The laws do not bestow on shareholders of a company an inherent right to participate in its management; it is the board with which governance and oversight of management is entrusted. Shareholders, especially public shareholders, inevitably have to depend on the disclosures made by entities to the bourses.
When it comes to disclosures, comparability of information is an essential aspect to get a sense of the relative impact and implication. If divergent practices and interpretations exist, it could lead to misinterpretation of the available information. For example, when it comes to disclosure of material events, in respect of those events for which the boards need to apply the test of materiality, what is material for one company’s board may not seem material for another even though they may belong to the same sector. Here is where standardization of practices could lead to better understanding of information.

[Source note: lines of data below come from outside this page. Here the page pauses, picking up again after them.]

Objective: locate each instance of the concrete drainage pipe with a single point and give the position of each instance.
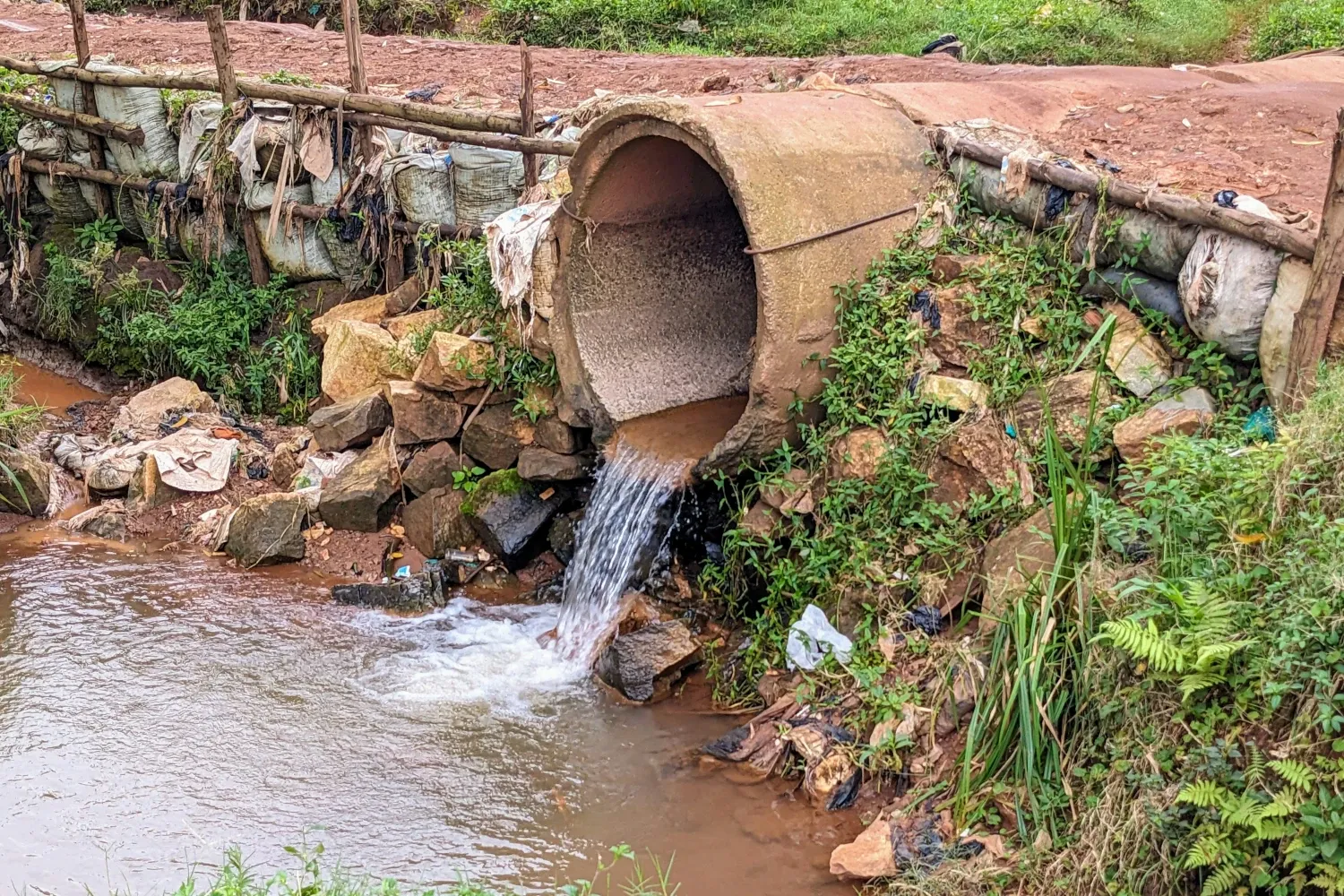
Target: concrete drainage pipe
(658, 304)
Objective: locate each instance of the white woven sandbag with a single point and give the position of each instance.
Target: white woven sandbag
(1226, 285)
(487, 183)
(422, 185)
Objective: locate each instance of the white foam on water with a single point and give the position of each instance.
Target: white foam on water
(472, 653)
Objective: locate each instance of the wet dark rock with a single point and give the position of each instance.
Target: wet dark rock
(645, 664)
(422, 414)
(507, 512)
(435, 522)
(540, 465)
(562, 533)
(556, 435)
(360, 495)
(268, 528)
(27, 487)
(496, 437)
(351, 424)
(435, 466)
(417, 594)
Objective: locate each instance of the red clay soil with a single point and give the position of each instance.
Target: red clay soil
(1261, 128)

To draw a parallel, it is because the accounting standards are mandated that the stakeholders can be certain of what the various elements in the financial statements mean. And, most importantly, even if they are not accounting experts, they can be reasonably certain that the elements contained in the statements of different entities are comparable. The auditing standards ensure that the respective information of the entities have been subject to similar rigours of examination by the different auditors. Similarly, when the practices surrounding identification and reporting of disclosures and other essential compliance under the securities market regulations are standardized, and best practices are identified and enforced, reliability and comparability of disclosures is bound to be enhanced.